Experience With the Corporate Alternative Minimum Tax
GGD-95-88: Published: Apr 3, 1995. Publicly Released: Apr 3, 1995.
- Full Report:
Pursuant to a congressional request, GAO provided information on the corporate alternative minimum tax (AMT), focusing on: (1) the corporations that paid AMT between 1987 and 1992; (2) whether AMT achieved its purpose; and (3) how AMT might affect corporate investment.

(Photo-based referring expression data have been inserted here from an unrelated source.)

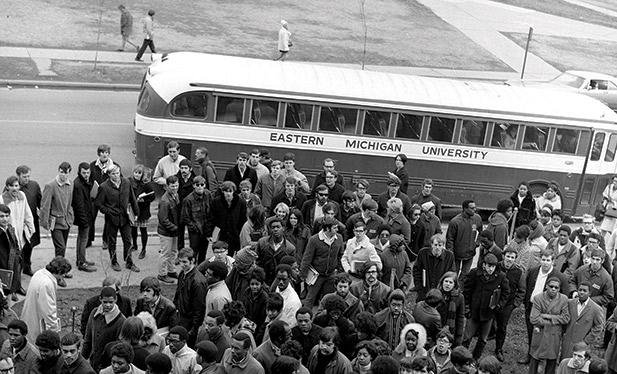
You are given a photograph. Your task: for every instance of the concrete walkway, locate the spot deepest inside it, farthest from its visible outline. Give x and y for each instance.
(484, 22)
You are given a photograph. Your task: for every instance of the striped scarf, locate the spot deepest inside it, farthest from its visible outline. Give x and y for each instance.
(451, 313)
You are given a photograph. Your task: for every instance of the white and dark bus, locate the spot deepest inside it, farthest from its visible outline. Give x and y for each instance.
(475, 140)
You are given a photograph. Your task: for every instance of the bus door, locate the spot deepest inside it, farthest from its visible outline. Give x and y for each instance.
(600, 169)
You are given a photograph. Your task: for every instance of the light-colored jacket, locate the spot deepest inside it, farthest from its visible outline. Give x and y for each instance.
(40, 312)
(21, 218)
(149, 29)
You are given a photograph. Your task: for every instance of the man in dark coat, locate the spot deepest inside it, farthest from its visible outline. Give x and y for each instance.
(123, 302)
(34, 196)
(306, 332)
(240, 171)
(10, 255)
(486, 289)
(432, 263)
(82, 209)
(535, 284)
(114, 199)
(228, 213)
(524, 205)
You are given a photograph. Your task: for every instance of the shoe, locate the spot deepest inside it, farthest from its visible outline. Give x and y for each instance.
(87, 268)
(166, 279)
(132, 267)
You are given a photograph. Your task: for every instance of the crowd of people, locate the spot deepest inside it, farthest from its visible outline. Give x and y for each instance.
(282, 276)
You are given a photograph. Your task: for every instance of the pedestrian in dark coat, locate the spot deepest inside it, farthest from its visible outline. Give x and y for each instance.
(114, 199)
(524, 204)
(432, 263)
(142, 189)
(228, 213)
(32, 190)
(103, 326)
(452, 310)
(486, 289)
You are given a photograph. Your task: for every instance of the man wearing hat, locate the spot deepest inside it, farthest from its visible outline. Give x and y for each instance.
(393, 190)
(240, 171)
(426, 195)
(206, 357)
(486, 290)
(487, 245)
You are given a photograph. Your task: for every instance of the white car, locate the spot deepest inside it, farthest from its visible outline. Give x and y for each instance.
(599, 86)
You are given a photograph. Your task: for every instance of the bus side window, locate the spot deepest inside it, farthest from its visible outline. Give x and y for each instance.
(376, 123)
(504, 135)
(441, 129)
(229, 109)
(596, 149)
(566, 141)
(409, 126)
(473, 132)
(192, 105)
(264, 113)
(298, 116)
(340, 120)
(610, 150)
(535, 138)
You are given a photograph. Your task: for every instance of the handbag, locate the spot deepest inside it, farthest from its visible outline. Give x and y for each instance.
(599, 212)
(610, 211)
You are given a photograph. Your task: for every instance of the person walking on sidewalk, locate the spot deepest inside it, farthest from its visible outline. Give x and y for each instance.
(114, 199)
(57, 212)
(126, 28)
(148, 36)
(82, 209)
(284, 40)
(34, 196)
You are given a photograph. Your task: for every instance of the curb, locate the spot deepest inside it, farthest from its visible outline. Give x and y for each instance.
(70, 85)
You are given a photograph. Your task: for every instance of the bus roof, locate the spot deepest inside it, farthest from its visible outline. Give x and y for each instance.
(195, 71)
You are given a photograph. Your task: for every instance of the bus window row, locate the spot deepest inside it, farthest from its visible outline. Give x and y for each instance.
(376, 123)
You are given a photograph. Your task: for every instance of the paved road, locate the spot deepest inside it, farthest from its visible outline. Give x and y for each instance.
(42, 128)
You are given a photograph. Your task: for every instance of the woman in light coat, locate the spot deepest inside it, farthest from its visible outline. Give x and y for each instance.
(21, 215)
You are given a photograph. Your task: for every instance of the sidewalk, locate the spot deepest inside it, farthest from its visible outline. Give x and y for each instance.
(484, 22)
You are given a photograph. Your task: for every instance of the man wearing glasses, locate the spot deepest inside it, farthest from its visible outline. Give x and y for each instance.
(183, 359)
(549, 315)
(312, 210)
(194, 215)
(535, 284)
(580, 235)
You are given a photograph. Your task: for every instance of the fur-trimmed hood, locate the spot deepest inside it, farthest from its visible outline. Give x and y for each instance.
(401, 347)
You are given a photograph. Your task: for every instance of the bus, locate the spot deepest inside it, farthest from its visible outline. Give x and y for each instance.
(474, 140)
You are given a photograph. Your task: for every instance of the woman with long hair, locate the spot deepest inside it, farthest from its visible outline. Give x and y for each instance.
(140, 183)
(452, 310)
(254, 228)
(131, 333)
(297, 232)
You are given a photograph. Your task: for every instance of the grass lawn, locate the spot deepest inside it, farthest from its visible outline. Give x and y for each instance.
(565, 9)
(572, 53)
(400, 32)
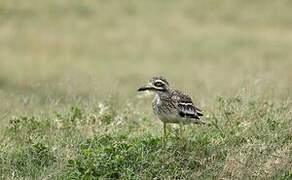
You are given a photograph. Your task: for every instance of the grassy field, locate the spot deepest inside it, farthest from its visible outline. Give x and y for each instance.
(69, 71)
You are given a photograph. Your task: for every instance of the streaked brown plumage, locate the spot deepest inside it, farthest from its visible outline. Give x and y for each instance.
(170, 105)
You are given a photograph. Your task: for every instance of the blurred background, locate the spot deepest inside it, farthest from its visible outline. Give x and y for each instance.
(55, 53)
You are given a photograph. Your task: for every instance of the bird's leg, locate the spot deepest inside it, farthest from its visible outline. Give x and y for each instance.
(182, 135)
(164, 129)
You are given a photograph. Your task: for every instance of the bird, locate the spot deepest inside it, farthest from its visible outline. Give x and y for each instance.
(171, 105)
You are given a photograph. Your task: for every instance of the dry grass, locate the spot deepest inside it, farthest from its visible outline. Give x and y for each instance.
(58, 54)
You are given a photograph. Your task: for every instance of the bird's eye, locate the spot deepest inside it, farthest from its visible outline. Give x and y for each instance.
(158, 84)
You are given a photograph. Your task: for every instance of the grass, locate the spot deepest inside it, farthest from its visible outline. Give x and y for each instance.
(70, 69)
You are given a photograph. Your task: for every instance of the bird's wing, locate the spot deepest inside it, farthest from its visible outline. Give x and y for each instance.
(185, 105)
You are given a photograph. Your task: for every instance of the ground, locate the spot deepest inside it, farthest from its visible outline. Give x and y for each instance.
(69, 71)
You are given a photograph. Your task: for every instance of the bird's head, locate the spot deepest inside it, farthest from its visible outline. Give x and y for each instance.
(156, 84)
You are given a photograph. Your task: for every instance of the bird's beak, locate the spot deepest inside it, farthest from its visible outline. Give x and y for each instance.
(145, 88)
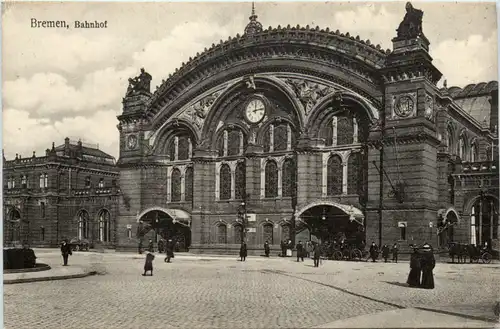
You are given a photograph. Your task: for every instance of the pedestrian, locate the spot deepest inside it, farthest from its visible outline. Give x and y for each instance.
(300, 251)
(316, 254)
(428, 262)
(374, 252)
(65, 251)
(415, 269)
(385, 252)
(266, 249)
(243, 251)
(395, 253)
(148, 265)
(169, 249)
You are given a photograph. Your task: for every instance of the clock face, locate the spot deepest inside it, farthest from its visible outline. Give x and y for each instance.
(255, 110)
(405, 106)
(132, 142)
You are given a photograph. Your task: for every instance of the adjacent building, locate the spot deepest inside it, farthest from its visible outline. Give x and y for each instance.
(69, 193)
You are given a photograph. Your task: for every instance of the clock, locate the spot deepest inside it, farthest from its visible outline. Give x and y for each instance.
(131, 142)
(405, 106)
(255, 110)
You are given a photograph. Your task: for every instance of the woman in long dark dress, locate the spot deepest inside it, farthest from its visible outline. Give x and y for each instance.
(415, 269)
(428, 264)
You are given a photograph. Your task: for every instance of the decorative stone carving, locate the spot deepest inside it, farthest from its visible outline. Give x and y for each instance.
(197, 112)
(309, 93)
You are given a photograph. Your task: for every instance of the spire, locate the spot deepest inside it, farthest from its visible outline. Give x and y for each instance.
(253, 26)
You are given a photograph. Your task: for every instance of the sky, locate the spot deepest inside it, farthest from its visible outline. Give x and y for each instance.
(59, 83)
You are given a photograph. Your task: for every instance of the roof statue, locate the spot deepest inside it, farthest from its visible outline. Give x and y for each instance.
(254, 26)
(139, 83)
(411, 26)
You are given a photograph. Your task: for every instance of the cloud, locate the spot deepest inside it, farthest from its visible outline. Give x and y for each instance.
(474, 60)
(24, 134)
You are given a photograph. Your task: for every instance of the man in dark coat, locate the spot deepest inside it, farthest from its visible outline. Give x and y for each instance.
(415, 269)
(385, 252)
(316, 254)
(65, 251)
(373, 252)
(266, 249)
(395, 253)
(300, 251)
(148, 265)
(428, 262)
(243, 251)
(169, 249)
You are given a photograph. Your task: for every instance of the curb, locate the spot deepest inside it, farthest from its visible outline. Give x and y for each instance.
(49, 278)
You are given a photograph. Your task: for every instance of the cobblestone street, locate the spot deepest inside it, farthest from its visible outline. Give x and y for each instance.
(225, 293)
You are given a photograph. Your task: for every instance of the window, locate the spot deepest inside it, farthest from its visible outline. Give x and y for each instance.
(402, 231)
(271, 179)
(104, 226)
(188, 179)
(354, 174)
(42, 209)
(83, 225)
(240, 178)
(176, 185)
(288, 178)
(225, 182)
(222, 233)
(334, 175)
(267, 233)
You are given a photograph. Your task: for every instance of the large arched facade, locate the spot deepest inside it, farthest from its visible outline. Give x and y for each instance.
(254, 129)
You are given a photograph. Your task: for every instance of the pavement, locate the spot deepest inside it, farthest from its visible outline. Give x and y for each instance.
(206, 291)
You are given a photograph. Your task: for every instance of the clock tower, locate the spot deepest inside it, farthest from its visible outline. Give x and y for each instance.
(408, 141)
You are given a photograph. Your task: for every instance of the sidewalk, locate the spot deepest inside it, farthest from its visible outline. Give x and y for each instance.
(408, 318)
(55, 273)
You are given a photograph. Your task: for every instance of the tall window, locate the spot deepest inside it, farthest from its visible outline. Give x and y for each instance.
(225, 182)
(271, 179)
(222, 233)
(354, 174)
(288, 178)
(104, 226)
(189, 184)
(176, 185)
(345, 130)
(267, 233)
(240, 181)
(334, 175)
(83, 225)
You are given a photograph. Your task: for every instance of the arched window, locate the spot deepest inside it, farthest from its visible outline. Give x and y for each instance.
(334, 176)
(353, 173)
(280, 137)
(83, 225)
(222, 233)
(104, 226)
(345, 130)
(188, 178)
(271, 178)
(237, 229)
(288, 178)
(233, 143)
(267, 233)
(176, 185)
(240, 180)
(225, 182)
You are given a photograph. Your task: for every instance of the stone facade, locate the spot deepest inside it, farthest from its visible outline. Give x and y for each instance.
(297, 130)
(71, 192)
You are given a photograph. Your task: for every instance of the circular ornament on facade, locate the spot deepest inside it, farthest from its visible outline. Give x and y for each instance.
(405, 106)
(132, 142)
(255, 110)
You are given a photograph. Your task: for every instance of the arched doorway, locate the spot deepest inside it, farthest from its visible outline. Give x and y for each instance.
(330, 222)
(172, 224)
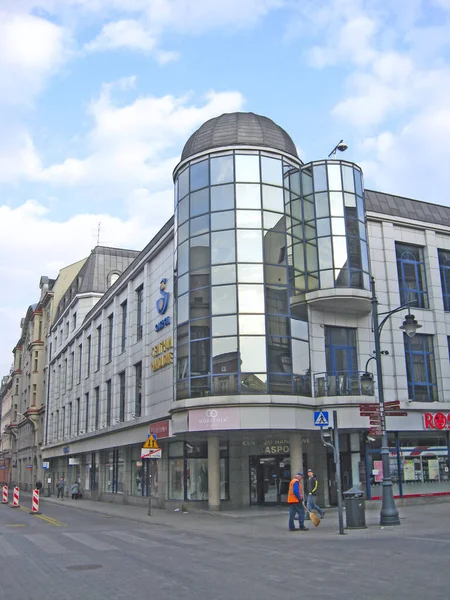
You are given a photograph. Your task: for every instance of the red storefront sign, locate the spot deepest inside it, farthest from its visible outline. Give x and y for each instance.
(160, 428)
(436, 420)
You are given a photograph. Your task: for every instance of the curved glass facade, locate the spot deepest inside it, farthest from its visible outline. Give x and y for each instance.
(250, 240)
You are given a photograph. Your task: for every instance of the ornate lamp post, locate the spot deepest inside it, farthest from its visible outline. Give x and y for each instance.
(389, 512)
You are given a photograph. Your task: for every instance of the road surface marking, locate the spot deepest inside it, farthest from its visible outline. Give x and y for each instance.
(87, 540)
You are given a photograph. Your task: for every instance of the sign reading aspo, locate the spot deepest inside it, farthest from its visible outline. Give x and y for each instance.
(437, 420)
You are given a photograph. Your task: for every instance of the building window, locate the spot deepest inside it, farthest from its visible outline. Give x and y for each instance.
(108, 402)
(420, 368)
(411, 275)
(110, 336)
(444, 267)
(80, 361)
(99, 346)
(124, 326)
(140, 311)
(97, 406)
(88, 365)
(86, 423)
(138, 390)
(122, 396)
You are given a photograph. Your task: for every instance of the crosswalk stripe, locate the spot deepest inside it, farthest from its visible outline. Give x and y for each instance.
(45, 543)
(6, 549)
(88, 540)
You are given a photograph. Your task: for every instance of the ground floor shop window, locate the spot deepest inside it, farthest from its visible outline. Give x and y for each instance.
(418, 465)
(188, 471)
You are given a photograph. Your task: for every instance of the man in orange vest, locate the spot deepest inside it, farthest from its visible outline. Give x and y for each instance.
(295, 501)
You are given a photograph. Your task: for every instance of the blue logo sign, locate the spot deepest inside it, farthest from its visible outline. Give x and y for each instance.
(321, 418)
(163, 302)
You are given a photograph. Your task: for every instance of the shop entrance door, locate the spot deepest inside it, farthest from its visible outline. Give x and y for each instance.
(269, 479)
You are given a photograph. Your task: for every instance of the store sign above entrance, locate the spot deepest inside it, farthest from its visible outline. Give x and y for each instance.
(436, 420)
(213, 419)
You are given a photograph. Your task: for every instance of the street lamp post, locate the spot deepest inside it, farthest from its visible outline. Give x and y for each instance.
(389, 513)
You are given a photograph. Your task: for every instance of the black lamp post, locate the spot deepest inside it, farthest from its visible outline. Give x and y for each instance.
(389, 512)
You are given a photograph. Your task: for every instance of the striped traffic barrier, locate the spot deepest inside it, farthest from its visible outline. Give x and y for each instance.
(15, 503)
(35, 503)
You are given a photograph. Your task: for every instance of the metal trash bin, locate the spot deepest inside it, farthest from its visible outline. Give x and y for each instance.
(355, 509)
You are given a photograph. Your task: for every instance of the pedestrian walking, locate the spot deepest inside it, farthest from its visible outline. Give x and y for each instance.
(60, 488)
(75, 490)
(311, 489)
(295, 501)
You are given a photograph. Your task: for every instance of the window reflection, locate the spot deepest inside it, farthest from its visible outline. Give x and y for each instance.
(222, 220)
(221, 169)
(249, 246)
(252, 325)
(222, 197)
(248, 195)
(250, 273)
(253, 354)
(223, 274)
(223, 247)
(223, 299)
(224, 325)
(247, 167)
(251, 298)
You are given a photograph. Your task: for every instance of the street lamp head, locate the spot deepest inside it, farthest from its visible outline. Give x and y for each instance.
(410, 325)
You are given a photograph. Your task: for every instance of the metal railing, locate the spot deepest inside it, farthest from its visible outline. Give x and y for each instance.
(341, 384)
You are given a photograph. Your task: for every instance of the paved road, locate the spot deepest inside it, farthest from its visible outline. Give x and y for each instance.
(68, 554)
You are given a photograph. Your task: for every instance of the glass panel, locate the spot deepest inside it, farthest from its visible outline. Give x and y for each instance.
(248, 196)
(200, 329)
(222, 197)
(324, 251)
(224, 326)
(273, 220)
(183, 183)
(183, 284)
(300, 357)
(321, 201)
(252, 325)
(223, 247)
(183, 258)
(250, 273)
(320, 178)
(225, 355)
(223, 274)
(199, 225)
(183, 210)
(334, 177)
(247, 167)
(251, 298)
(249, 246)
(199, 202)
(253, 354)
(223, 299)
(183, 308)
(222, 220)
(248, 218)
(323, 227)
(199, 175)
(273, 198)
(199, 252)
(271, 171)
(221, 170)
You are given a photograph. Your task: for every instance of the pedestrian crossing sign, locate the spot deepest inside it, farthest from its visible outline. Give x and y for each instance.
(151, 443)
(321, 418)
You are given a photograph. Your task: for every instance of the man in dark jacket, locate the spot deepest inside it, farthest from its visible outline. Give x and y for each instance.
(311, 489)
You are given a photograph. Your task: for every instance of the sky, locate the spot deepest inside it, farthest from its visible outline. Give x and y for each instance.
(97, 98)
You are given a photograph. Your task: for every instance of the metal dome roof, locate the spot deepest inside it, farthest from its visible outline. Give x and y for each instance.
(238, 129)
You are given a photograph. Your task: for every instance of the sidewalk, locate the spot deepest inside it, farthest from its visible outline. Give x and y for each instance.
(433, 519)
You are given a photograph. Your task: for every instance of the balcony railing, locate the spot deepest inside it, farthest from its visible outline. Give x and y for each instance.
(341, 384)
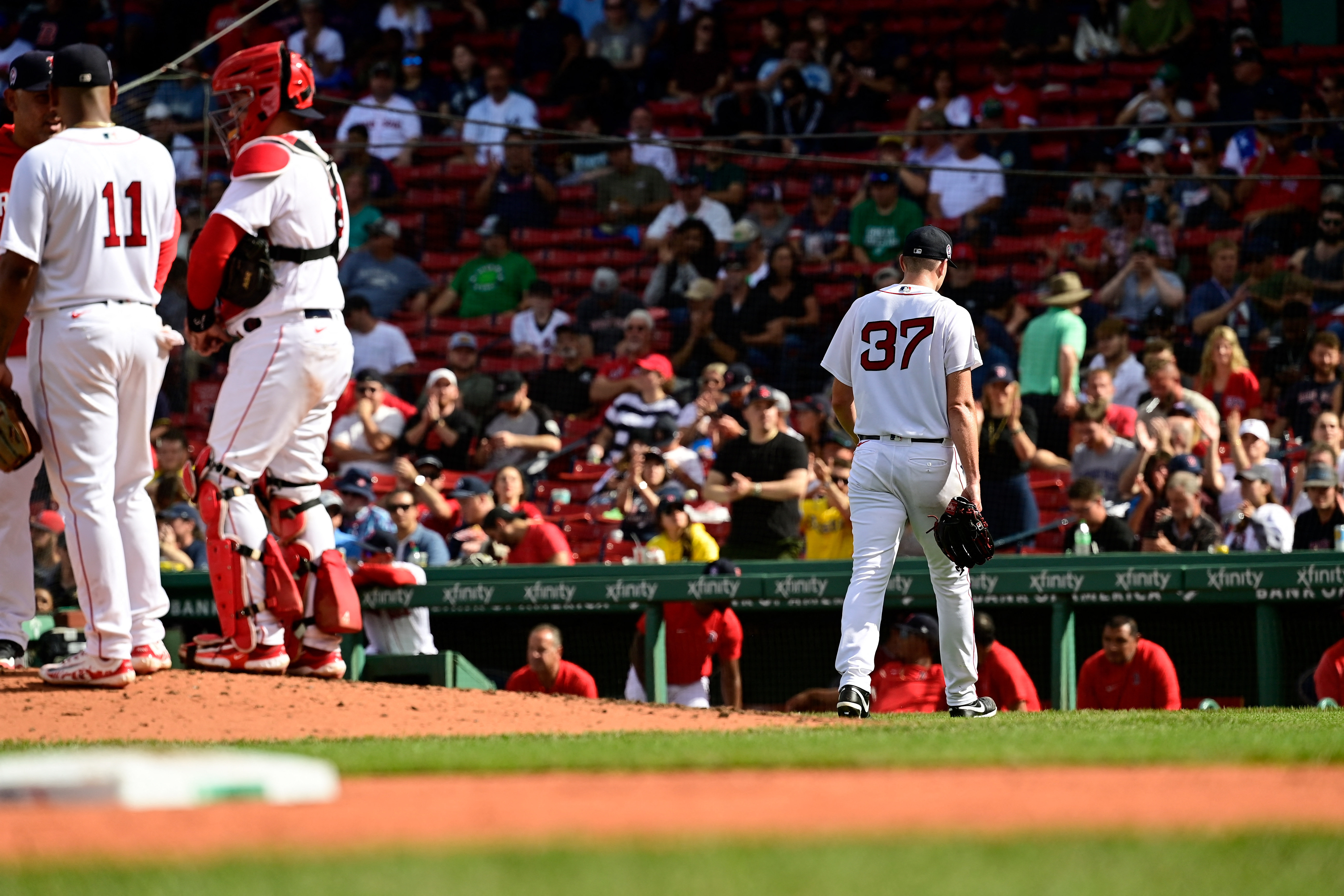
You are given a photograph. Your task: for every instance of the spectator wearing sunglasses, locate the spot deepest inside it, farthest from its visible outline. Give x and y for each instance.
(414, 543)
(1323, 261)
(365, 439)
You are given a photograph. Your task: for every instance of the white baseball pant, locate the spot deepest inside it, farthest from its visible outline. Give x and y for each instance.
(890, 483)
(96, 371)
(694, 694)
(273, 414)
(17, 602)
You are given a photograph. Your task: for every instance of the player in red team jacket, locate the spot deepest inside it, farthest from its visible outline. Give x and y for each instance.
(1128, 672)
(547, 671)
(1002, 676)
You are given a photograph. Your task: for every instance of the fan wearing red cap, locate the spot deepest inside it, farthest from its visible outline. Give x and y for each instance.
(289, 363)
(634, 417)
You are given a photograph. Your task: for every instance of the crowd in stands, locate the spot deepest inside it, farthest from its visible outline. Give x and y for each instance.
(599, 248)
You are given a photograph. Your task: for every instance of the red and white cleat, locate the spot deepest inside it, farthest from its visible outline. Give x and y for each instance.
(150, 659)
(222, 656)
(319, 664)
(87, 671)
(11, 656)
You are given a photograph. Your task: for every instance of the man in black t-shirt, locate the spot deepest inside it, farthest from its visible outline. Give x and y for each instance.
(566, 390)
(1315, 528)
(763, 475)
(1111, 534)
(1304, 401)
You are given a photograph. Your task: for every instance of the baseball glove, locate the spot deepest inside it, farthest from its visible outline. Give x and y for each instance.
(19, 441)
(964, 535)
(248, 277)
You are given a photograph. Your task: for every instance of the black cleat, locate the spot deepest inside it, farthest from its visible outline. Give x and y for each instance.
(854, 703)
(982, 708)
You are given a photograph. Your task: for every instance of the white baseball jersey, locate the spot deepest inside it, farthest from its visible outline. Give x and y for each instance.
(288, 191)
(896, 349)
(92, 206)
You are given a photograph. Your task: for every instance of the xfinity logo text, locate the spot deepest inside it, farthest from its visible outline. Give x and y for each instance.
(1135, 580)
(549, 592)
(1046, 581)
(1319, 575)
(900, 584)
(983, 584)
(788, 586)
(1225, 578)
(713, 586)
(468, 594)
(623, 590)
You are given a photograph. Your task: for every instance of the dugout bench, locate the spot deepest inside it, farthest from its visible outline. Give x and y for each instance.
(1065, 588)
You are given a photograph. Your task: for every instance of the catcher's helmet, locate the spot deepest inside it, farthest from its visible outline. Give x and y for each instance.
(256, 85)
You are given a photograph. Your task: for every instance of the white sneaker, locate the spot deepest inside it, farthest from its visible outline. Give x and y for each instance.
(88, 671)
(150, 659)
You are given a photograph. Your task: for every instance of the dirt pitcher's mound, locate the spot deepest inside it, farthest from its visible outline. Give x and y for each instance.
(211, 706)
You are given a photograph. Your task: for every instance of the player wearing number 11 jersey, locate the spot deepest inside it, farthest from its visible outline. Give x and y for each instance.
(902, 359)
(89, 234)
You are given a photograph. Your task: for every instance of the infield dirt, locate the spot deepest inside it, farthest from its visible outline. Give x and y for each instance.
(420, 811)
(211, 706)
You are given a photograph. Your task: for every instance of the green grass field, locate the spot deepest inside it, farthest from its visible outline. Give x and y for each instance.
(1265, 863)
(1275, 864)
(1011, 739)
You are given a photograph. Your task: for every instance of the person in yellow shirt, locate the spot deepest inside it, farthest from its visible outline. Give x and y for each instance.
(682, 541)
(826, 516)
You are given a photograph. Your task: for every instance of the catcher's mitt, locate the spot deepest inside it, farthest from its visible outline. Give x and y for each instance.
(248, 277)
(964, 535)
(19, 441)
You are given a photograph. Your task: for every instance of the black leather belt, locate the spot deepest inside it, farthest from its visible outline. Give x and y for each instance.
(253, 323)
(896, 439)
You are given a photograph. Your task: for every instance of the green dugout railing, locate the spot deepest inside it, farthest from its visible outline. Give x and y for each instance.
(1060, 582)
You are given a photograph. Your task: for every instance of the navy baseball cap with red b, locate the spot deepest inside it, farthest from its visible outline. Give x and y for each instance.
(929, 242)
(31, 72)
(81, 65)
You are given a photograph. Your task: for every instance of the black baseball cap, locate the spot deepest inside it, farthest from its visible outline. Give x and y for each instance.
(81, 65)
(31, 72)
(929, 242)
(507, 383)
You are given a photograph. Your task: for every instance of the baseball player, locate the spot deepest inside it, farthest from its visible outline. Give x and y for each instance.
(35, 119)
(264, 276)
(91, 232)
(902, 359)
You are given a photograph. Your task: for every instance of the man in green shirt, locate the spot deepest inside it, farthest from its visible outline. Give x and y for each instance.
(1051, 350)
(491, 283)
(1154, 28)
(631, 194)
(725, 182)
(882, 221)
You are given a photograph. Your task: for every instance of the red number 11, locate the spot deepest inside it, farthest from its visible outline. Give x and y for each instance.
(138, 234)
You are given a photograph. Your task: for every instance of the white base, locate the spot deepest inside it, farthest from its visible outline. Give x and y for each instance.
(138, 778)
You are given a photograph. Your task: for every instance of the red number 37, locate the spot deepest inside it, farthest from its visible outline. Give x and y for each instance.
(886, 342)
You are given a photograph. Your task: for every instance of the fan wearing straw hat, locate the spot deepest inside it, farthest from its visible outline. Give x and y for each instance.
(1051, 349)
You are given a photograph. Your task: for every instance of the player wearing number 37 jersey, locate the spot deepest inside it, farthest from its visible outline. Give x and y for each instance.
(89, 234)
(902, 359)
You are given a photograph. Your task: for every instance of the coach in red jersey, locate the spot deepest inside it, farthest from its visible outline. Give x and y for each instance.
(1001, 672)
(29, 100)
(1129, 672)
(547, 671)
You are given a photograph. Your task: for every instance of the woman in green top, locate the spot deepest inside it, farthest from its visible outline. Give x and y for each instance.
(361, 213)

GAO found that: (1) AMT accelerated tax payments of $27.4 billion and corporations used credits totalling $5.8 billion from 1987 to 1992; (2) at the end of 1992, corporations had accumulated $21.6 billion in credits that would result in lower tax revenues in the future; (3) of the 2.1 million corporations subject to AMT, 2,000 large corporations paid 85 percent of all AMT in 1992; (4) the two AMT provisions that produced the largest increases in taxable income were the depreciation adjustment, used by 87 percent of all AMT payers, and the adjusted current earnings adjustment, used by 67 percent of all AMT payers; (5) manufacturing, transportation, and finance industries paid the most AMT; (6) AMT has achieved its objectives of making profitable corporations pay tax and causing corporations that report positive amounts of income in a particular year to pay some tax in that year; (7) the effects of AMT on corporate investment are unclear due to insufficient data; and (8) while AMT might reduce present cash flows, future cash flows may be enhanced as taxpayers recover AMT credits.